The granite arrived late, and the workers quit. It was the spring of 1873, five weeks into the build, and the shipment of granite blocks meant for the spiral staircase had simply not appeared. When the stones finally turned up, a number of the brought-in labourers refused to disembark. Amrum, they decided after one look, was too dull a place to spend the rest of the summer. The remaining hands and a few hastily-hired auxiliaries kept hammering. A year and a half later, on the afternoon of 1 January 1875, the first lighthouse ever built in North Frisia flashed for the first time, just before sunset. The dull island had got its eye on the North Sea.

Three Wrecks and a Newspaper Article

The lighthouse exists because of a piece of journalism. In 1868 the Hamburger Zeitung ran a story on the loss of three vessels in the waters between Amrum and Sylt, and the debate that followed dragged on for years. Engineers, naval officers, and merchants argued over where exactly to put a light that might have saved those ships. The decision came in 1872: build it atop the high dune in Amrum's south, far enough back from the surf that storm tides could not reach it. The dune itself stands twenty-five metres above the sea. The tower would add forty-one more. From the lantern room, the focal plane of the light sits sixty-three metres above mean sea level - one of the highest along the entire German North Sea coast.

A Lens from the Paris Exposition

What the bricklayers were finishing in November 1874 was not just a tower. Inside it they installed a first-order Fresnel lens with an Argand lamp burning five wicks - the same optic that had been displayed at the 1867 Paris Exposition Universelle. The lens is 2.7 metres tall, weighs 2.9 tonnes, and is now valued at five million euros. Sixteen panels of converging glass turn a single flame into a beam visible 23.3 nautical miles out to sea. The character is Fl, 7.5s: one long pulse every seven and a half seconds. The ball-bearing on which the entire optic revolves was so well made that it ran continuously from 1875 to 1993 before anyone needed to change it. One hundred and eighteen years on a single bearing.

The Red and White Stripes

For its first sixty-one years the lighthouse was a plain brick cylinder. The Argand lamp was electrified only in 1936, two generations after activation. The famous red-and-white daymark - the wide painted bands that make it photogenic on every postcard of the island - did not arrive until 1952. The last keeper turned the key in 1984 when automation made the dwelling house redundant. Three keepers had lived in that house, in shifts, since 1875. They had raised children below the dune. They had walked up the spiral stair every evening at dusk to light the lamp. Deutsche Post put the lighthouse on a stamp in 2005 and again in 2008. It is open to the public in summer, and the climb to the gallery still rewards anyone willing to take 297 steps for the view across the Kniepsand.

What the Beam Sees

From sixty-three metres up, the geography of this corner of the North Sea reveals itself in a way no map quite captures.
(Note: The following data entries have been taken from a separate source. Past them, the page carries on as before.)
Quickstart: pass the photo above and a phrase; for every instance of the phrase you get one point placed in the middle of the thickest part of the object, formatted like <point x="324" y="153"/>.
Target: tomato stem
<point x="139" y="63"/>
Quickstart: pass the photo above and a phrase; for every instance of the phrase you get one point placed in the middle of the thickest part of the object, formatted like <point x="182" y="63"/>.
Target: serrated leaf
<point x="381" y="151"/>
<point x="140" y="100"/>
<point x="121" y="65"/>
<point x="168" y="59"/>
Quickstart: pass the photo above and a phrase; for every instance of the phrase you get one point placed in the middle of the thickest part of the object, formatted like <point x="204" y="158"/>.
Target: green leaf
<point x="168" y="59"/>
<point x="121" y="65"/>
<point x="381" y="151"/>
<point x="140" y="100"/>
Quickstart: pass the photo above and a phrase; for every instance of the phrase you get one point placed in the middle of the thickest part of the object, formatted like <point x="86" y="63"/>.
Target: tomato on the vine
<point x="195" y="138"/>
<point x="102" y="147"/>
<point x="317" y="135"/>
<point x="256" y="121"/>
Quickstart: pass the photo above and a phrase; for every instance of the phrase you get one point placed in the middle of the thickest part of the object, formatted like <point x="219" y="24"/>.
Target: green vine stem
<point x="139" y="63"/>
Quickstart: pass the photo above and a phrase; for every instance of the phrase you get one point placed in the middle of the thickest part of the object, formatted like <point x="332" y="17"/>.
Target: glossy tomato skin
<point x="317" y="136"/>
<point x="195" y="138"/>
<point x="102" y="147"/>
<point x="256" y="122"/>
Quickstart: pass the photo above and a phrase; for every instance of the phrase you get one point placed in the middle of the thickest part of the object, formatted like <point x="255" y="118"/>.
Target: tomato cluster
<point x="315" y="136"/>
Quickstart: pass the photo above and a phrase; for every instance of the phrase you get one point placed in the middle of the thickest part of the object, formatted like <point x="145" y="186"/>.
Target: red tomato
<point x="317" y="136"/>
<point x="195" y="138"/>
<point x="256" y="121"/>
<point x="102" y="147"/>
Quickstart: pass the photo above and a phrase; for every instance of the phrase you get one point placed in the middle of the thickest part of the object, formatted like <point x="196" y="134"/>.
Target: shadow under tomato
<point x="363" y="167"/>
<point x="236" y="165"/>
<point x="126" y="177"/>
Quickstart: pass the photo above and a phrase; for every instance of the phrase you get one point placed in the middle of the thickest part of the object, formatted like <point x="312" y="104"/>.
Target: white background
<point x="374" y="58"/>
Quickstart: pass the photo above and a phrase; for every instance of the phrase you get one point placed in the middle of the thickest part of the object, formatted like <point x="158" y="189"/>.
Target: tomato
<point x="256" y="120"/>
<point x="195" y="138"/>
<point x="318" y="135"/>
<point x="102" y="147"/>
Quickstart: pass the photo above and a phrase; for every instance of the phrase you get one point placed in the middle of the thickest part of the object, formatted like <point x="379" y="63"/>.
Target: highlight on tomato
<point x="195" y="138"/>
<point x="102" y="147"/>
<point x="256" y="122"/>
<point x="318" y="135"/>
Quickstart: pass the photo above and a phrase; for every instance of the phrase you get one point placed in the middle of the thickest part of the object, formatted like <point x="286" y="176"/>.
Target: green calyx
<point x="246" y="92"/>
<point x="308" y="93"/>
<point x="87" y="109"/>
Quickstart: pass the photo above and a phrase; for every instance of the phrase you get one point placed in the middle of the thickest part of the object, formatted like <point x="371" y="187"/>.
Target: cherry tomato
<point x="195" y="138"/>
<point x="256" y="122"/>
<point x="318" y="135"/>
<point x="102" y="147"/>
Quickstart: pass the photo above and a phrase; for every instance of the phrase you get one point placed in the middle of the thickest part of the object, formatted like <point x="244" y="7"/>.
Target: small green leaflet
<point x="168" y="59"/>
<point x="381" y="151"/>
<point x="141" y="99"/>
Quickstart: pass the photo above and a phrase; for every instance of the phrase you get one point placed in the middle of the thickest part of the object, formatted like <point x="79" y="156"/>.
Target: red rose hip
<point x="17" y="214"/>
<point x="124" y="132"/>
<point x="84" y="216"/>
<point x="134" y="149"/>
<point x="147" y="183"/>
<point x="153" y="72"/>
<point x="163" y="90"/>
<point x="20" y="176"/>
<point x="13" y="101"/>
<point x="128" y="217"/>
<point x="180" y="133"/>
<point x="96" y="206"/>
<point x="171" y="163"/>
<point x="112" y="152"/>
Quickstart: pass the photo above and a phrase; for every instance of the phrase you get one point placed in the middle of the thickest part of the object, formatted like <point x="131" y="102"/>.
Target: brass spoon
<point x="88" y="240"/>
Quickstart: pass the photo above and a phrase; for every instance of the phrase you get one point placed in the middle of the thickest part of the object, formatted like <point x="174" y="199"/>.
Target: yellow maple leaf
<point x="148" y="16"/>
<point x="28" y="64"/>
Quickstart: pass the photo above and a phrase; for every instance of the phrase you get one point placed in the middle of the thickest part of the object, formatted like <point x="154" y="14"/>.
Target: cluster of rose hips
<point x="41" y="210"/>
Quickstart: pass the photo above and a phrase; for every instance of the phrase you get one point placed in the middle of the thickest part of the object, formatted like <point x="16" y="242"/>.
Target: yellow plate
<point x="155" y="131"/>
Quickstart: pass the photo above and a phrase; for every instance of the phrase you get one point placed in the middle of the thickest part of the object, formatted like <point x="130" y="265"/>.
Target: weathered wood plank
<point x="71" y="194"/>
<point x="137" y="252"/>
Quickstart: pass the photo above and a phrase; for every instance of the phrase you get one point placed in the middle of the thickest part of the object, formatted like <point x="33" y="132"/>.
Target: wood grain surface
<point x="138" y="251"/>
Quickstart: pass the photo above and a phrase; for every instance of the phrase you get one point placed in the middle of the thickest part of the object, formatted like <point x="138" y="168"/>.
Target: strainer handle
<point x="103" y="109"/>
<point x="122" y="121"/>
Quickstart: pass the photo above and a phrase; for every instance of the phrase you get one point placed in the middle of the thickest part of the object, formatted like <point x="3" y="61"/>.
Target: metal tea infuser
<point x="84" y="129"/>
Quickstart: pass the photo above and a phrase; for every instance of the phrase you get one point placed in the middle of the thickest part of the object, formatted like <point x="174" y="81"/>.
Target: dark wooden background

Westward lies the Kniepsand, the enormous sandbank that has been migrating against the island's shore for centuries. North-northeast, Foehr; further north, Sylt. The light's white sector sweeps over shipping lanes that still carry the ferry traffic to Wittduen and the freighters working between Hamburg and Scandinavia. On clear winter nights, fishermen as far as the Halligen can see the flash. The article that started the debate in 1868 was about three ships that were lost. The lighthouse those losses produced has been quietly preventing a fourth, every seven and a half seconds, for a hundred and fifty years.

From the Air

The Amrum Lighthouse stands at 54.6312 N, 8.3546 E, two kilometres west of Wittduen on the southern end of Amrum. The nearest airport is Sylt (EDXW), 25 km north. From cruise altitude the red-and-white tower is hard to pick out, but the bright crescent of the Kniepsand against the dark heath is unmistakable. In clear weather the focal plane is visible from 23 nautical miles offshore.